Several studies have examined the efficacy of ABM in children with anxiety. In a study of chronically anxious children (mean age of 10 years), 2 sessions of ABM resulted in increased attention disengagement from threat, and anxious children were better able to shift their attention away from threatening stimuli [31]. In a randomized controlled trial (RCT) with clinically anxious children (ages 8 to 14 years) with primary separation anxiety, social phobia, or specific phobia, four sessions of ABM were successful in reducing clinician severity ratings of pediatric anxiety symptoms [32]. A case series reported downward trends of anxiety ratings from pre- to post-treatment following 8 sessions of ABM with anxious children who were deemed non-responders to a 12- to 14-week trial of CBT [33].

The clinical utility of ABM as an adjunct to CBT has also been examined.

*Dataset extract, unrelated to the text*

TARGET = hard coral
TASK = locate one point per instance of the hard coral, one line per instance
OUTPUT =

In a study of youth ages 13 to 17 years in a residential unit for severe anxiety, those who received ABM in addition to daily (weekday) CBT had significantly greater reductions in anxiety symptoms at post-treatment relative to those who received CBT alone [34]. A recent RCT examined the efficacy of ABM-augmented CBT relative to placebo-augmented CBT and CBT monotherapy. Whereas both ABM and placebo groups showed significantly greater reductions in clinical ratings relative to the CBT-only group, only the active ABM group had significant reductions in parent- and self-rated anxiety measures [35].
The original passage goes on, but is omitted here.